Families, doctors and community leaders gathered at the Children’s Hospital at London Health Sciences Centre on Rare Disease Day on Friday, 27th to raise awareness and announce a new program aimed at helping patients get faster diagnoses and better care.
The new program, called Southwestern Ontario Rare Disease (SWORD), will connect specialists across the region, improve access to genetic testing and create a patient registry to better understand how many people are affected.
Rare diseases may sound uncommon, but together they impact many Canadians. A disease is considered rare if it affects fewer than one in 2,000 people. There are nearly 8,000 rare diseases, and most are genetic. In total, about one in 12 Canadians lives with a rare condition.
Why this matters
For many families, getting a diagnosis can take years. Some patients go through multiple tests and hospital visits without clear answers. Doctors say that delay can affect treatment options and cause emotional stress.
Dr. Sunita Venkateshwaran, a pediatric neurologist at Children’s Hospital, said diagnosing rare diseases is often complex.
“Not everything has a clear diagnosis,” she said. “Sometimes families wait years before they get answers.”
She explained that about half of rare diseases can now be identified through advanced genetic testing. However, many conditions remain difficult to confirm.
The goal of SWORD is to shorten that wait time and guide families through the healthcare system more easily.
“We want to help families navigate the system,” she said. “We are doing our best to get them answers sooner.”
A family’s story
Kaiden with his Mom (Rachel Babcock) Credits: Prateek Ahuja
For Rachel and Aaron Babcock, Rare Disease Day is deeply personal.
Their son was born with a rare and life-threatening illness. He spent more than 30 days in the neonatal intensive care unit before doctors identified the condition.

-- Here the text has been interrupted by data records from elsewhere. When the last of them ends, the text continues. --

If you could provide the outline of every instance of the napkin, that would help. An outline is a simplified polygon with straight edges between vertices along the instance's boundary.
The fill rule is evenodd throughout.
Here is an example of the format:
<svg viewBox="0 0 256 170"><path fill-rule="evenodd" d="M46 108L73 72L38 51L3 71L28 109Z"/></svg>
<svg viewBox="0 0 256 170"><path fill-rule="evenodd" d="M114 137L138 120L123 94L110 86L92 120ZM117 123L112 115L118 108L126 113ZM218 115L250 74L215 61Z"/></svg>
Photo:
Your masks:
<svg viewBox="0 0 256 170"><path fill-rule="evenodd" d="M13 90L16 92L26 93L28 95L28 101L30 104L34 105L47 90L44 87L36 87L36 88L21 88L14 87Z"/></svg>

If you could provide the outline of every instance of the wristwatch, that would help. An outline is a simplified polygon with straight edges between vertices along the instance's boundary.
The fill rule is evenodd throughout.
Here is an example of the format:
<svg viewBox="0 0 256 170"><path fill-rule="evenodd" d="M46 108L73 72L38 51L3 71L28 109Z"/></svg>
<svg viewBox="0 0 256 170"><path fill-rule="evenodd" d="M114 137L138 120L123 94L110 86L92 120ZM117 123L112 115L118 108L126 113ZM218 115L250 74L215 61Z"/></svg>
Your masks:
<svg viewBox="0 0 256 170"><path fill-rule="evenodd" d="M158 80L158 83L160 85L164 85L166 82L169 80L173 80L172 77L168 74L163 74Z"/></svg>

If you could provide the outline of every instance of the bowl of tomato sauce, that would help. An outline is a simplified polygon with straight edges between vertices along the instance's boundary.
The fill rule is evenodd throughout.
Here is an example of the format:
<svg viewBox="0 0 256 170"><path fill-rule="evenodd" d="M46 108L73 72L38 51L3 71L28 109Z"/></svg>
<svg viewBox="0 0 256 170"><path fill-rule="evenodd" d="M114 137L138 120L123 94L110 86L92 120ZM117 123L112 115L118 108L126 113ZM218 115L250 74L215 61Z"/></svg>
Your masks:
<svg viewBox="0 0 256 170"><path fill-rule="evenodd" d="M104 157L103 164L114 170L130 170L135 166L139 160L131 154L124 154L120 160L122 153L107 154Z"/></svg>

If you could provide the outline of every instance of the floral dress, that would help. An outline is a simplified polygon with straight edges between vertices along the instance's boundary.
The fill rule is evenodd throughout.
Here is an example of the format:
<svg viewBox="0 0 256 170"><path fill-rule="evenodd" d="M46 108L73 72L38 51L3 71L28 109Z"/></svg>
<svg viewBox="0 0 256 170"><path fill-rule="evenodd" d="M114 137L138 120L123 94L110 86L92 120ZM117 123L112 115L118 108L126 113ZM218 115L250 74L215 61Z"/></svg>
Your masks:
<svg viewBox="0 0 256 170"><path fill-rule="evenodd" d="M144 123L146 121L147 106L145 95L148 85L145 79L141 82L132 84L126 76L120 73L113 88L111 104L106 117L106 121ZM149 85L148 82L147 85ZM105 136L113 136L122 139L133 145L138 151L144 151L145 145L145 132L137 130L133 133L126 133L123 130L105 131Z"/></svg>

“It was really, really tough,” Rachel said. “We didn’t know how long our son had left to live.”
Now 16 months old, their son receives weekly treatments and is currently stable. Still, the future remains uncertain. He has already spent more than 70 days admitted to hospital.
“A lot of people look at him and think everything is fine,” Rachel said. “But we don’t know what our future holds.”
The family says support from hospital staff and Ronald McDonald House helped them during long stays away from home.
“Science gives us hope,” she said. “There are new treatments being developed.”
Community support
Tim Tribe Talking about how the organization works
Tim Tribe, Vice President of Philanthropy at Children’s Health Foundation, said donor funding plays a major role in patient care.
He explained that up to 95 per cent of equipment in children’s hospitals is funded by donations. That includes machines used for testing, treatment and research.
The foundation also helps families with practical needs such as hotel stays, food and transportation when travelling for medical care.
“It shows the strength these families have,” Tribe said, sharing the story of a teenage patient who remained positive during a long hospital stay.
Looking ahead
Dr. Sunita Venkateshwaran said programs like SWORD are about building a stronger medical system for patients with rare diseases.
She explained that by bringing specialists together and creating a regional registry, doctors will better understand how many people are affected and what support they need.
The goal, she said, is to shorten the time it takes to diagnose rare conditions and make care more organized across Southwestern Ontario.
“We want families to feel supported,” she said. “We are working toward getting answers faster and improving treatment options.”
She added that research and new medical technology continue to grow, giving doctors more tools to help patients in the future.